The Transcendent Value of Beauty
Brett Harkey, Director of Advancement

Our family dog doesn’t howl at sirens. However, the moment our daughter Amelia goes to our family piano room and starts doing her vocal warm-up routine, our dog starts to howl. We joke she is singing along. As much as I’d love to think the dog recognizes beautiful melodies and is compelled to join in music creation, in reality, her behavior is likely just some sort of instinctive reaction to the high-pitched tones sung by our family soprano.

Animal behaviorists can see evidence many animals have ingrained reactions to various colors, shapes, and sounds found within their species. This makes sense insofar as it allows those animals to survive, thrive, and reproduce successfully. However, evidence points to the fact humans are the only species which moves beyond basic recognition of interesting colors, shapes, and sounds. Humans can recognize, appreciate, and give value to those things that are beautiful. A bear may wake up in the morning and look up at the sunrise, but to him, it’s only a part of his functional day: time to eat some more berries. Humans, on the other hand, look at a beautiful sunrise and are moved emotionally by the beauty of the natural world.

This is a hint at what we mean when we talk about beauty at Liberty Common School.
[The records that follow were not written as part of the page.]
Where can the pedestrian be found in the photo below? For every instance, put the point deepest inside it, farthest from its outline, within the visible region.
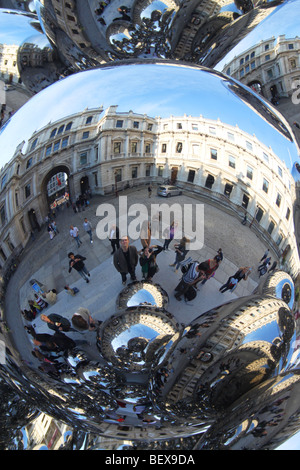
(148, 261)
(194, 274)
(146, 233)
(50, 296)
(71, 291)
(232, 281)
(265, 255)
(181, 252)
(114, 238)
(126, 259)
(213, 265)
(77, 262)
(74, 232)
(56, 322)
(169, 235)
(82, 320)
(273, 267)
(88, 228)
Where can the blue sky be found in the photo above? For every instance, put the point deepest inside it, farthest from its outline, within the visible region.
(155, 90)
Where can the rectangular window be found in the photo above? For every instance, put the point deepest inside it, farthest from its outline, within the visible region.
(83, 158)
(56, 146)
(278, 200)
(191, 176)
(265, 186)
(213, 154)
(249, 172)
(64, 142)
(48, 150)
(27, 191)
(231, 161)
(179, 147)
(117, 147)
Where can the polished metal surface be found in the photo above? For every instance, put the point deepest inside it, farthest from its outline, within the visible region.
(228, 379)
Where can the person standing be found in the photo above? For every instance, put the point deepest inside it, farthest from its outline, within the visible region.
(195, 273)
(88, 228)
(74, 232)
(114, 238)
(126, 259)
(77, 262)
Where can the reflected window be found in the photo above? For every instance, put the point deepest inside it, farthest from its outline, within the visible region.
(265, 186)
(213, 154)
(231, 161)
(117, 147)
(64, 142)
(259, 214)
(271, 227)
(27, 191)
(191, 176)
(179, 147)
(48, 150)
(249, 172)
(83, 158)
(118, 175)
(278, 200)
(245, 201)
(56, 146)
(227, 190)
(209, 181)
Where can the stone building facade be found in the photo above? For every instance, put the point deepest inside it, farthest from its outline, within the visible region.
(106, 151)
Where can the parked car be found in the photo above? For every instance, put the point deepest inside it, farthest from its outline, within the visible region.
(168, 191)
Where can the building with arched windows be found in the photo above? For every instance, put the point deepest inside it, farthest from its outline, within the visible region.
(105, 150)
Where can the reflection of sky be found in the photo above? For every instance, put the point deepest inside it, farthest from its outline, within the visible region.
(140, 297)
(14, 28)
(135, 331)
(155, 90)
(283, 20)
We recognize humans are naturally drawn to beauty, and in turn, beauty calls us to transcend our everyday lives to acknowledge greatness beyond ourselves. Nonetheless, without a framework of understanding, we may not always be able to distinguish between the ugly and the beautiful. Thus, our curriculum introduces students to beautiful works of art and music. We help students grow in their ability to understand why a piece of music is beautiful. Analysis of form, melody and harmony, tension and release, rhythm, meter, and dynamics helps the student begin to understand why a work of beautiful music is universally praised. The same can be said of art. Students learn to recognize shape, color, texture, space, form, and movement to improve their aesthetic sense.

At Liberty Common School, the study of the fine arts is deeply enmeshed in our vision of a classical education. It is not extra-curricular or optional. It is crucial because humans are naturally aesthetic beings. We ascribe value to the beauty around us. Because of this, our parent-led Board of Directors recently codified a fine-arts requirement as mandatory for high-school graduation. Students at Liberty Common School should graduate not only able to analyze fine art, but also able to create beautiful music, art, drama, and dance.

This past Monday, the high-school and junior-high choral and instrumental ensembles performed at the year-end awards concert. The event was held in Griffin Concert Hall at CSU—a location made possible through a generous donation from one of our community members. For two hours, Griffin Concert Hall was awash with beautiful music created by our students. And because of the lovely acoustics and architectural design of the space, the audience was able to focus on the performances and bask in sublime sounds. The evening was also a chance for several students to be recognized with awards for their particularly notable hard work and talent as music makers.

At one point, when recognizing the graduating seniors, music instructor Mr. Lunn urged them to never stop making beautiful music, regardless of where they may journey in life. He asserted making beautiful music out of thin air is akin to a miracle. Why? Because it is the creation of beauty which can move us and allow us to transcend the everyday world around us.